The Parliament’s action is more than a gesture. Benefits are a reserved matter – that is, they are governed exclusively from Westminster – but training for employment is a shared responsibility. When the Department for Work and Pensions has taken action in Scotland in the past, it has been done with the active cooperation of the Scottish government. The view of the government was that “they rely on our support”. Scotland will have to take responsibility, under the reformed system, for Council Tax Benefit, and it is likely that other responsibilities, including Housing Benefit and work formerly done by the Social Fund, will gravitate to the Scottish Government. It is difficult to see how Westminster’s programme can be implemented in Scotland without the Scottish Government’s co-operation.
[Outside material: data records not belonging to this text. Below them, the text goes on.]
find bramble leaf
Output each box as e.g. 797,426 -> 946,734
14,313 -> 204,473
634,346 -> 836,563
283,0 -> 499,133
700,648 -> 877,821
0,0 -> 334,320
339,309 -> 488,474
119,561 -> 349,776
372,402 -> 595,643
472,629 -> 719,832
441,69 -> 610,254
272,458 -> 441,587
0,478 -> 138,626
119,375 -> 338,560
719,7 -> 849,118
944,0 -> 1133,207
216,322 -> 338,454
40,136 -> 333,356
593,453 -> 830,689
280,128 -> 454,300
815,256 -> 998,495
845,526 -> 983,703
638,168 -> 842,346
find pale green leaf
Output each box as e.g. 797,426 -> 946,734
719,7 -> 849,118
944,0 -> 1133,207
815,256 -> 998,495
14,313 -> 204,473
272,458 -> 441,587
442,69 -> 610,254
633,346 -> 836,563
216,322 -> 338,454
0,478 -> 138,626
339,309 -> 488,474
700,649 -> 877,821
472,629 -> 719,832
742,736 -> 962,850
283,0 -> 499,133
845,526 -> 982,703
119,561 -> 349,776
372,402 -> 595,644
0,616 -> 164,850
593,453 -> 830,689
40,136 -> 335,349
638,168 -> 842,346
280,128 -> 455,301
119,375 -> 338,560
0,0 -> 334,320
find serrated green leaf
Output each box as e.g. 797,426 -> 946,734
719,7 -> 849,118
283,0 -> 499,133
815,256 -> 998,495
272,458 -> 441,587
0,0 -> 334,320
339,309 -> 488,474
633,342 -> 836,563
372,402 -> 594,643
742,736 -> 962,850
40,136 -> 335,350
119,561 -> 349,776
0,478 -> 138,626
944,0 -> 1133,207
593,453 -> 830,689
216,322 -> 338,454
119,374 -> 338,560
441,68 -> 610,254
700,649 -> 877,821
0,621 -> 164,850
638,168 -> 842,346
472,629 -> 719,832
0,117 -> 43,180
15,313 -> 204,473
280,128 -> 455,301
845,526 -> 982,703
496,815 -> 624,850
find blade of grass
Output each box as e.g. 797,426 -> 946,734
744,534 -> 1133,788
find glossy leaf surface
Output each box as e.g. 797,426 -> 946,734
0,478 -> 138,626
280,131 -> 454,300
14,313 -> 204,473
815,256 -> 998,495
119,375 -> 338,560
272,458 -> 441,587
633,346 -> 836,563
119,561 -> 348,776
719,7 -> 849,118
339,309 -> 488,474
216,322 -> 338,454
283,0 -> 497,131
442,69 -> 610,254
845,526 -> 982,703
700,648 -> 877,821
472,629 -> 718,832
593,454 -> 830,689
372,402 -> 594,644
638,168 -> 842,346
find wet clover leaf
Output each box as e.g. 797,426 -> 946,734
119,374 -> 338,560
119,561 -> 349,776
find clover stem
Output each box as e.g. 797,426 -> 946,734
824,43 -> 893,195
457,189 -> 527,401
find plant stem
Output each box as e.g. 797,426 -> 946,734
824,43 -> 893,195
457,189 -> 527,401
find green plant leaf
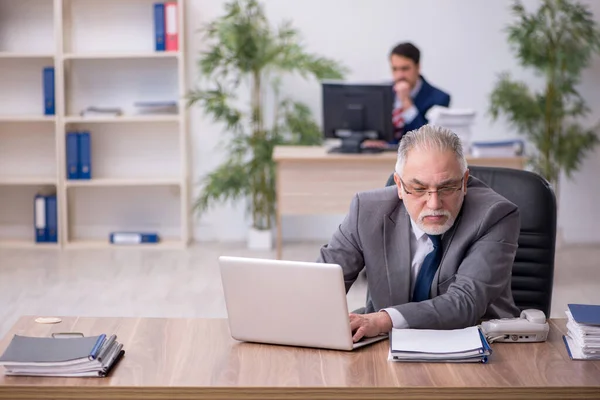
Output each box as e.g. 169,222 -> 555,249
188,0 -> 347,229
489,0 -> 600,183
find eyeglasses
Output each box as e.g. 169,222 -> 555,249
398,176 -> 465,197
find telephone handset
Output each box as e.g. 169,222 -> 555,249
481,309 -> 550,343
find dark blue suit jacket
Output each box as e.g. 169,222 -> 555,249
392,76 -> 450,143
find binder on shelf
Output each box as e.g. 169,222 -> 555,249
43,67 -> 56,115
78,131 -> 92,179
154,3 -> 166,51
165,2 -> 179,51
33,194 -> 48,243
66,132 -> 79,179
110,232 -> 160,244
46,194 -> 58,243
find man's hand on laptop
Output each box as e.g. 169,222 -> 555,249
350,311 -> 392,342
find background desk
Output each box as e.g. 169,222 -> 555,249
0,317 -> 600,400
273,146 -> 525,258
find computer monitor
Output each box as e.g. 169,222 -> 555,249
322,81 -> 394,153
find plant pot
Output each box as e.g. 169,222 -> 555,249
248,228 -> 273,250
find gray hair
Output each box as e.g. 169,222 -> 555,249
396,125 -> 467,176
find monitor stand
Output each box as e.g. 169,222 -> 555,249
328,132 -> 367,154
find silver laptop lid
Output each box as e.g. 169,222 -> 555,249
219,256 -> 353,350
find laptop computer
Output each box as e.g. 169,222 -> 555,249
219,256 -> 387,351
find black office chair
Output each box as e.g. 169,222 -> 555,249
386,166 -> 556,317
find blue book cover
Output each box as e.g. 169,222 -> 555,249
43,67 -> 55,115
33,194 -> 48,243
568,304 -> 600,325
154,3 -> 166,51
79,131 -> 92,179
46,195 -> 58,243
66,132 -> 79,179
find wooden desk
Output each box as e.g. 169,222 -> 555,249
0,317 -> 600,400
273,146 -> 525,258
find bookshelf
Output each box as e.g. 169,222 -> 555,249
0,0 -> 191,249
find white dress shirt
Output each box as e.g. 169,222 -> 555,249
394,78 -> 423,125
383,218 -> 433,329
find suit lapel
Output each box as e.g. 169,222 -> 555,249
382,203 -> 410,305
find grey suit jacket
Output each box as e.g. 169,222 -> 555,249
318,177 -> 520,329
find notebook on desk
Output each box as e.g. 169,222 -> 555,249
389,326 -> 492,363
219,257 -> 387,350
563,304 -> 600,360
0,334 -> 125,377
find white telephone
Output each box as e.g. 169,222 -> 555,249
481,309 -> 550,343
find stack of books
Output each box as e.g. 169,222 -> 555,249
563,304 -> 600,360
388,326 -> 492,363
0,334 -> 125,377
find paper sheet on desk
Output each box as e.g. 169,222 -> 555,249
390,326 -> 481,354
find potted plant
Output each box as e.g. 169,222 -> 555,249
188,0 -> 346,249
489,0 -> 600,192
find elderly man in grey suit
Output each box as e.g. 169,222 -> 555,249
319,125 -> 520,341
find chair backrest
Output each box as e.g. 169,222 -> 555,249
386,166 -> 556,317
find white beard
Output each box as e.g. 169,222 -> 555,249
417,197 -> 464,235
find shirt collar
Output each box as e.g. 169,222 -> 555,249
410,78 -> 423,99
410,218 -> 427,240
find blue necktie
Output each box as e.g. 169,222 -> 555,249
412,235 -> 442,302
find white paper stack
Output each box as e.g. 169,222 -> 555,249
389,326 -> 492,363
471,139 -> 525,157
563,304 -> 600,360
134,101 -> 179,115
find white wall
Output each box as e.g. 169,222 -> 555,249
187,0 -> 600,243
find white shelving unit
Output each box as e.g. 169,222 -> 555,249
0,0 -> 191,249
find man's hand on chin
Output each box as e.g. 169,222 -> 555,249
350,311 -> 392,342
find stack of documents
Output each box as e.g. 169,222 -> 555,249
0,335 -> 125,377
79,107 -> 123,117
134,101 -> 179,114
389,326 -> 492,363
563,304 -> 600,360
471,139 -> 525,157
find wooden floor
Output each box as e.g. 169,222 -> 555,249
0,243 -> 600,337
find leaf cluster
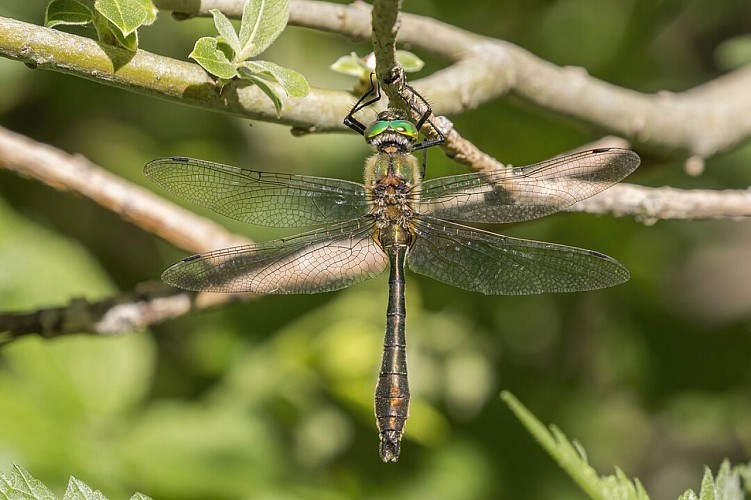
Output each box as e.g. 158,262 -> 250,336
190,0 -> 310,115
0,464 -> 151,500
44,0 -> 158,52
501,391 -> 751,500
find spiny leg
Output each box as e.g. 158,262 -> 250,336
344,73 -> 381,135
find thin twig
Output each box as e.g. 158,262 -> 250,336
158,0 -> 751,158
371,0 -> 404,93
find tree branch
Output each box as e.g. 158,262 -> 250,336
0,17 -> 352,131
0,123 -> 249,252
156,0 -> 751,158
0,282 -> 257,344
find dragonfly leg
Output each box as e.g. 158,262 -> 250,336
344,73 -> 381,135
The government has represented its spending plans as the only option available. The Labour opposition has called for an alternative approach, “Plan B”, involving Keynesian stimulation of the economy through tax reductions and quantitative easing. It looks as though the government is sticking to “Plan A”: but is it? The recent spending review points to the gradual emergence of an alternative strategy. In November, the government announced funding for 250,000 work experience placements and 160,000 job subsidies, all aimed at young people aged 18-24. Less prominent, but possibly more significant in the long term, were the low-key declaration of a National Graphene Institute, and recent announcements about support for life sciences. These initiatives suggest that the government may be starting to move in the direction of a policy to foster development in selected industrial sectors. That, ironically, was the policy of the Labour government in the 1970s, which sought to pick winners through the National Enterprise Board – for example, its investment in Inmos and microchips.